Oleh: Rara Zarary*
Assalamualaikum, Gus
Aku menulis dengan bahasa sederhana, hati terbuka, dan tentu mata yang berkaca-kaca
adalah kalimat pesapa, untuk guru bangsa yang hari ini bumi sedang memperingati dengan begitu khidmat dan ramai dengan doa-doa
aku bukan siapa-siapa, bukan anak pejabat, bukan anak kiai, apalagi dari kalangan pegawai negeri, bukan
aku sebatas perempuan pengaku santri, yang saat ini kebetulan berdiam diri di bumi Tebuireng.
aku belum pernah bertemu denganmu, Gus.
namun cerita orang-orang, membuatku jatuh berkali-kali pada kata penasaran dan cinta.
Terima kasih, telah pernah hidup begitu berharga untuk kami di hari ini, besok, lusa, dan pada zaman-zaman setelah kami akan melahirkan generasi ke generasi
Terima kasih, Gus
telah menjadi teladan bagi kami untuk kembali menengok ke belakang tentang caramu yang begitu pandai membuat bangsa ini damai, caramu yang begitu asyik membuat Indonesia hari ini baik-baik saja dengan terus berusaha damai, damai, dan damai.
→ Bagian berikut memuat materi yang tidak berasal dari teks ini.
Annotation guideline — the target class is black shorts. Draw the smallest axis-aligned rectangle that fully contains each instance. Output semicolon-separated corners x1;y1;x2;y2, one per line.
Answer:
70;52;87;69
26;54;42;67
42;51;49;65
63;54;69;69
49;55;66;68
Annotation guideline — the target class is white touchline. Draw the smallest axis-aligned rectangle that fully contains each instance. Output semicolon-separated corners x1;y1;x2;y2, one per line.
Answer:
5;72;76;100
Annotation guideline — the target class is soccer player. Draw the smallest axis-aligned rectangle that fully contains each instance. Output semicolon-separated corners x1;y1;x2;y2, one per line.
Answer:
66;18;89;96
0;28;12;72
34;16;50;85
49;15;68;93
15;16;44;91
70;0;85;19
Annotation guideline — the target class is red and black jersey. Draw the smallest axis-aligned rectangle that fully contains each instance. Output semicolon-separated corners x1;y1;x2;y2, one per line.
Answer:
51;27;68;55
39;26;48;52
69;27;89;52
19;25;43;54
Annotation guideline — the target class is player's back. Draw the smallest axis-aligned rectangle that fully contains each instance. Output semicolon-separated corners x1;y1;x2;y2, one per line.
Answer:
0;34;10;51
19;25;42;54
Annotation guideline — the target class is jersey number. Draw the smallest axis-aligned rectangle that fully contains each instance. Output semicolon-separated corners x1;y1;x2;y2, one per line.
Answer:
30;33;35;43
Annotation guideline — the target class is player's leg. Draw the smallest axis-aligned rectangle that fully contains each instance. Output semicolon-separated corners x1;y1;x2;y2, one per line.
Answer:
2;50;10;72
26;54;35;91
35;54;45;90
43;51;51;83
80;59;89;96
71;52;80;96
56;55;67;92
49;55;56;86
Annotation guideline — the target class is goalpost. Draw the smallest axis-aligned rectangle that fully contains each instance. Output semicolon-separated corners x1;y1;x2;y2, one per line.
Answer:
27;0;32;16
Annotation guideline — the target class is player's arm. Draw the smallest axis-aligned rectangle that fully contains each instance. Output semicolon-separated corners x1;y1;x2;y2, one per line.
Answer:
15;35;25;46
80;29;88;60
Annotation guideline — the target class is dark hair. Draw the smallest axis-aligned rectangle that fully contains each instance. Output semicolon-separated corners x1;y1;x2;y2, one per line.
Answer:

Selalu tergaung “TOLERANSI” di antara gaduh gemuruh dan panas kondisi bangsa ini
Gus, fatihah dan doa adalah bukti kami masih ingat dan terus berterimakasih padamu, selebihnya adalah semua yang telah kau lakukan, akan kami jadikan pembelajaran hingga ke depan.
Kau benar, menjadi manusia harus bermanfaat.
sebuah pesan yang sampai kapanpun tak akan pernah mengenal akhir dan tak akan pernah mati.
Terima kasih, Gus. Telah pernah ada untuk menciptakan sejarah berharga. Kenangan tak terlupa. Dan kesan begitu mulia.
Tuhan, sampaikan salam kami.
Sepuluh tahun, Gus Dur menghadap Tuhan.
*Penulis adalah alumni Pesantren Annuqayah Sumenep Madura.